The Eucharist, God’s presence among us, is a mystery. The Eastern rite
Eucharistic liturgy we experienced yesterday was so beautiful; it brought us a
little further into the mystery of God. Sometimes, we are so wise and
knowledgeable that we want to explain everything. We can forget the mystery of
the Eucharist that welcomes us, that transports us into the dimension where God
is.
It was God who took the initiative in my conversion. This is why the prophet
Jeremiah said, “Bring me back, let me come back.” As I said earlier—I was good.
I thought of myself as good, like many people here. Because I thought I was
good, I couldn’t see that I needed to be brought back—to be converted. The
Pharisee wanted God to deal with him according to his acts. He turned God the
giver into a God who owed him. But God had mercy on me. The most important
transformation isn’t the transformation of a sinner into an upright person, but
the transformation of an upright person into a son or daughter. That’s the
biggest conversion. When you are one of God’s children, you can be the heir of
God. To begin to live as God’s son or daughter is to fall under the power of the
Holy Spirit who makes you say Daddy, living out the experience of God’s
loving fatherhood. He’s not my boss or judge; he’s my father, my dad. It’s the
work of the Spirit in our hearts that makes us say dad, our daddy.
The last part of my conversion was about my being an expert on the Word—because
I was teaching classes on the Bible and Biblical languages in a university in
Mexico City and in other institutions—even in Rome. I was an expert—and I say it
with shame—I was an expert on the Word instead of being a disciple of the Word,
a servant of the Word. It was a conversion. Ceasing to be an expert and becoming
a servant; letting God be God. It was God who transformed me and I can explain
it by quoting the prophet, “You have seduced me, Lord, and I have let myself be
seduced; you have overpowered me: you were the stronger”—with your Word. That’s
the way it was.
So we return to Jerusalem with the Emmaus disciples to bear witness. That’s how
I got into evangelization with the San Andrés School, which—I’ll explain this
briefly—was founded to train evangelists, with 2,000 schools in 61 countries.
It’s a school of evangelization using a participatory and dynamic method for
learning—and above all showing—how to teach. That’s how the School of
Evangelization began, tiny, like a mustard seed, growing by looking for and
finding teachers. God gave me the gift of understanding one thing—something I,
of course, already knew intellectually, with the head: that the Word is inspired
by God and the Bible is inspired by God. The Holy Spirit breathes the Word and
the Word exhales the Holy Spirit into our lives.

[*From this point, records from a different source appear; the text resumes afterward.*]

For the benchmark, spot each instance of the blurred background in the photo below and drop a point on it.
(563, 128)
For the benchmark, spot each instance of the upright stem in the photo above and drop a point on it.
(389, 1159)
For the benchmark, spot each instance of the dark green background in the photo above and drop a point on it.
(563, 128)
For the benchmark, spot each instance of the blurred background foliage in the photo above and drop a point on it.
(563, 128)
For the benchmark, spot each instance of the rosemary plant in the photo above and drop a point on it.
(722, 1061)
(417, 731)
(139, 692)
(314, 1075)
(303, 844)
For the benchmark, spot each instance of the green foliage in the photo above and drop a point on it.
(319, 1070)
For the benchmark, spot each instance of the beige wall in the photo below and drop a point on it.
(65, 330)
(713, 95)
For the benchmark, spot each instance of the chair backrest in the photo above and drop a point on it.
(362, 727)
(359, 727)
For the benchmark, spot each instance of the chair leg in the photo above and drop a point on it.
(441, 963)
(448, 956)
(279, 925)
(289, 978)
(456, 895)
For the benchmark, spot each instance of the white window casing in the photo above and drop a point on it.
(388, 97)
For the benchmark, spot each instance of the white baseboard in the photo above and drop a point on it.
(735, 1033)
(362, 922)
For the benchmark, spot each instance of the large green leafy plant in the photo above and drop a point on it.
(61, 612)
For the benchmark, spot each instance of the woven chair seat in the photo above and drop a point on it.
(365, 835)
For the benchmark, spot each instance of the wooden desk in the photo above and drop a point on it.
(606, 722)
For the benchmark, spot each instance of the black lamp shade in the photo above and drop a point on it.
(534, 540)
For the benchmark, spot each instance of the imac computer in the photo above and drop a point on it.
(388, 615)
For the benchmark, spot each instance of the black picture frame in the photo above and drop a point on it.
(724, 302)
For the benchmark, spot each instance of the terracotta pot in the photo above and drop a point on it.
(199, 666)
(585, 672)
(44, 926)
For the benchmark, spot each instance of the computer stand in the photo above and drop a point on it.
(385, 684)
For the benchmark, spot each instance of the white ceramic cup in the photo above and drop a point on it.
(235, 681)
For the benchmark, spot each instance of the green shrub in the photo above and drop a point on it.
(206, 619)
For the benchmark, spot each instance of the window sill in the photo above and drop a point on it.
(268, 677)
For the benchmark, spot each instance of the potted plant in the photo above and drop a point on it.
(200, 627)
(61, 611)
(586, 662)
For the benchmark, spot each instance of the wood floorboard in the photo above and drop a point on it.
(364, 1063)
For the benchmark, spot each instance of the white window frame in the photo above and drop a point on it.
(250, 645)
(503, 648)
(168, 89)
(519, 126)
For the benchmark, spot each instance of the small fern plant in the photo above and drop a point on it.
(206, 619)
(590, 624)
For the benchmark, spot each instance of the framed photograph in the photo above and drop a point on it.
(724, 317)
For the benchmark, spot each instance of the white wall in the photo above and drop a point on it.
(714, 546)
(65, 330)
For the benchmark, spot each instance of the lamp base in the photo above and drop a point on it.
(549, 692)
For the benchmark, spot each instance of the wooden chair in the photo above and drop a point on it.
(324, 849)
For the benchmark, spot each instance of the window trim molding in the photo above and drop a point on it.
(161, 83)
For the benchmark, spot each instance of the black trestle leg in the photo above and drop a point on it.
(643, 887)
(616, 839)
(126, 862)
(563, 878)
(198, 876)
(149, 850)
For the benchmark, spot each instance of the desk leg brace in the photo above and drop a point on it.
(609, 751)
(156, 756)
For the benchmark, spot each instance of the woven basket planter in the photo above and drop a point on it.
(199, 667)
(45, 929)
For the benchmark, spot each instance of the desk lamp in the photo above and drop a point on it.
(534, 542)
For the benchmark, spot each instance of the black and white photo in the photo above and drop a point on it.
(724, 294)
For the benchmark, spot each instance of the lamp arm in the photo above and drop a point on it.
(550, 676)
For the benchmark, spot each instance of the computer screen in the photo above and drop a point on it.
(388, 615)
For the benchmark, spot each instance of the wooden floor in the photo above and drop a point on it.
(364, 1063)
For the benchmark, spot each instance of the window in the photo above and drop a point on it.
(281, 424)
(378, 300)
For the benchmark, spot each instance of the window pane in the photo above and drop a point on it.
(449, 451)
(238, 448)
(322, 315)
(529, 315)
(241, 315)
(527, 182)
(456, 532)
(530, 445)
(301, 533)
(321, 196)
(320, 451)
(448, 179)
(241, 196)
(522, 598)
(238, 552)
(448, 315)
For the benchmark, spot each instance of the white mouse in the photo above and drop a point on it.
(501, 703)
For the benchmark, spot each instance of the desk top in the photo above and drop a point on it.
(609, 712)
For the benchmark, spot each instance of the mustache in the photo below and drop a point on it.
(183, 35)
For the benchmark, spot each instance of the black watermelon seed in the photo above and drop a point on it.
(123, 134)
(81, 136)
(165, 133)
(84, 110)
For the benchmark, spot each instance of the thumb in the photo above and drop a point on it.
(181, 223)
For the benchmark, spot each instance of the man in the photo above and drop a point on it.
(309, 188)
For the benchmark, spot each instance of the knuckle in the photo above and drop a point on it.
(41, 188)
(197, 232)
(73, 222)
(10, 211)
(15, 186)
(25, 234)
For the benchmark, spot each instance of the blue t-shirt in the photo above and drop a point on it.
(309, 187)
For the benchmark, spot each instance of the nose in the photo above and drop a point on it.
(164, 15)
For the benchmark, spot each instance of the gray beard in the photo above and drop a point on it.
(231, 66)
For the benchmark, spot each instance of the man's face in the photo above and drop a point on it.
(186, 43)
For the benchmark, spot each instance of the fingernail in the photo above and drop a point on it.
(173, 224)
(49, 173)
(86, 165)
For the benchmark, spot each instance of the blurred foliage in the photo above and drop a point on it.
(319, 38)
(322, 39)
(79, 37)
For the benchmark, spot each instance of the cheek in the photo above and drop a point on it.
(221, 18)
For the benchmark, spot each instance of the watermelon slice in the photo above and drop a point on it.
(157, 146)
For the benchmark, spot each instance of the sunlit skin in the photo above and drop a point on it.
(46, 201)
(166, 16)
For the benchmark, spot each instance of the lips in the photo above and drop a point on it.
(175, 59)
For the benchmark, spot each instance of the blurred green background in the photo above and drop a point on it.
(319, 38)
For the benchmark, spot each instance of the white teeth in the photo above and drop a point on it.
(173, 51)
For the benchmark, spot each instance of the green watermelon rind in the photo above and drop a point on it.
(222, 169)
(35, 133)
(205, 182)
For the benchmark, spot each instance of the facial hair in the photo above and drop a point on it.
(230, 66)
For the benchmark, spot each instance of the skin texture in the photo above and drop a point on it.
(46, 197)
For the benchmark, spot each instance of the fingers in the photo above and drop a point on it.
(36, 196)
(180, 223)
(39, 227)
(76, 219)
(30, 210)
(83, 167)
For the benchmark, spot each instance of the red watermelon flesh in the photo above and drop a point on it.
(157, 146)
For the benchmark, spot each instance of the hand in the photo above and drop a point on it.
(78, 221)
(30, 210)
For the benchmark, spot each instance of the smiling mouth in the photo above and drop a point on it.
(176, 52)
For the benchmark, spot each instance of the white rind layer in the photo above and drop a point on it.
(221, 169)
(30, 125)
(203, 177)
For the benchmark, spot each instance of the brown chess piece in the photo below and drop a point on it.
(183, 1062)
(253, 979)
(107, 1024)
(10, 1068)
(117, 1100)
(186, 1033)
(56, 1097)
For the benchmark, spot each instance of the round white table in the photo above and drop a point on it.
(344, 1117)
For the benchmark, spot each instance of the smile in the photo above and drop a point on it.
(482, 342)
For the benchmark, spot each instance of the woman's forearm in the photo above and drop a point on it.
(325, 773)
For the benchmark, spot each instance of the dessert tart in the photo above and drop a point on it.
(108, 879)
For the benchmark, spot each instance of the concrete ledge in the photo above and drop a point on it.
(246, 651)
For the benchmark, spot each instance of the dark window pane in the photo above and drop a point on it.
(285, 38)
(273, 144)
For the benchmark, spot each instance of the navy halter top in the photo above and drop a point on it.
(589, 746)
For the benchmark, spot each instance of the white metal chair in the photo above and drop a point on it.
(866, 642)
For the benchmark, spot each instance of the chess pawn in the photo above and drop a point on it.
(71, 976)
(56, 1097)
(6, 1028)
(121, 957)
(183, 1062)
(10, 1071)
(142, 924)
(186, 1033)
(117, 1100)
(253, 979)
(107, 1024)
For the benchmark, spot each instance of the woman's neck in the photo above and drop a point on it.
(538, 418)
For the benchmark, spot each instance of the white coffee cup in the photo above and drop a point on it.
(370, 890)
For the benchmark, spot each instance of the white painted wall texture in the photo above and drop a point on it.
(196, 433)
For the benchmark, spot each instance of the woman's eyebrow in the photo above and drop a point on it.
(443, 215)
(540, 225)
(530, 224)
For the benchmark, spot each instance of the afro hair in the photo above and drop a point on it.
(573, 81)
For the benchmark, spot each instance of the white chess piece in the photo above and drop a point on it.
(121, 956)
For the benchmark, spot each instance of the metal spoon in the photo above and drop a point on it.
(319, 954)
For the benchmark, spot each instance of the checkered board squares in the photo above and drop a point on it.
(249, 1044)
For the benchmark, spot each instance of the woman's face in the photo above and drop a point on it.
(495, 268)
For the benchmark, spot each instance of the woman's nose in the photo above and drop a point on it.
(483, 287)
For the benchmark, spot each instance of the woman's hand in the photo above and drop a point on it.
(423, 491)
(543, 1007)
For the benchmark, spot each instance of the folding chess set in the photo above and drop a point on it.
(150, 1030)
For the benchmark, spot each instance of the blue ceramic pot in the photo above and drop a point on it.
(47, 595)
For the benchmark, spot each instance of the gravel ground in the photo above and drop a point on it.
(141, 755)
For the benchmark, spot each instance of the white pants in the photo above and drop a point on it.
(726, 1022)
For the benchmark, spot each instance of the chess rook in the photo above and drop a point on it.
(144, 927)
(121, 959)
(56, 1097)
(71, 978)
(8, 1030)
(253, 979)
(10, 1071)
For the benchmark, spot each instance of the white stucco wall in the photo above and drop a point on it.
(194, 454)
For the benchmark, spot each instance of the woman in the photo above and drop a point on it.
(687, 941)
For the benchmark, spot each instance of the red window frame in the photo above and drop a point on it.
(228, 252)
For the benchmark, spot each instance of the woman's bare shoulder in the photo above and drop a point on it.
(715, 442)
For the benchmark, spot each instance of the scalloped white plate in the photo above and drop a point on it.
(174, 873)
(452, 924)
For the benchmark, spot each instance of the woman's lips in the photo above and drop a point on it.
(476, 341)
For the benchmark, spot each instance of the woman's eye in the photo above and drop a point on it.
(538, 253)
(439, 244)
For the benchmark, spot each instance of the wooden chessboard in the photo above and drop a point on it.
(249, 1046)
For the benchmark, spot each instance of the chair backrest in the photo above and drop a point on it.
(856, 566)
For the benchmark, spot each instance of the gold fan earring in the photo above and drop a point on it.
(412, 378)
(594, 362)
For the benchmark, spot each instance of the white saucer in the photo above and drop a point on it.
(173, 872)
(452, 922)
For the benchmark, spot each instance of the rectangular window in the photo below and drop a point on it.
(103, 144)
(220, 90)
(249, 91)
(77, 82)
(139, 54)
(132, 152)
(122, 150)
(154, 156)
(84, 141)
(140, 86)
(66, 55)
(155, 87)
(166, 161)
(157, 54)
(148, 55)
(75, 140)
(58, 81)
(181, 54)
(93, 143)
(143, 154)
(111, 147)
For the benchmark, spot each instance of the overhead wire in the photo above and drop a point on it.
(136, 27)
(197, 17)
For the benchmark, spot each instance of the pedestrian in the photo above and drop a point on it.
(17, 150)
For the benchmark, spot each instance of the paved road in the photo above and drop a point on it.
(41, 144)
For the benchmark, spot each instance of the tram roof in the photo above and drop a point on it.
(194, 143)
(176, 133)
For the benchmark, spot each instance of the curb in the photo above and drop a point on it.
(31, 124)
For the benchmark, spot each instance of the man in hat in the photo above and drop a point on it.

The Word of God is pregnant with the Holy Spirit as Mary was when the Word
became incarnate inside her. The Holy Spirit is the Word, the rûah of God. But
the Word of God exhales the Holy Spirit, exalts the Holy Spirit. Whoever listens
to the Word of God has been sealed with the Holy Spirit. The Word is filled with
the wind of the Spirit. I wanted to control it, limit it, not let the Spirit
blow where he wills, knowing not whence he comes nor whither he’s going. Letting
the Holy Spirit be the Holy Spirit. It’s the power of God for the salvation of
those who believe, as Saint Paul says. If we don’t tie him down, we give up the
control and let ourselves be controlled by him.
So, it’s time now for you to blow up your balloons. (Each participant had been
given a balloon before Mr. Prado Flores’ witnessing.) Now you have to make a
decision. Either you tie up the end of your balloon, or you let it go, let the
air get out so it can go where it wants. (Coloured balloons go flying and
bouncing all over the stadium).
Lord God, I entrust this assembly to your Word, as Paul did with the apostles of
Ephesus. Take care of your bishops; take care of your Church. Protect it, Lord.
Protect all of us here according to your Word. Amen.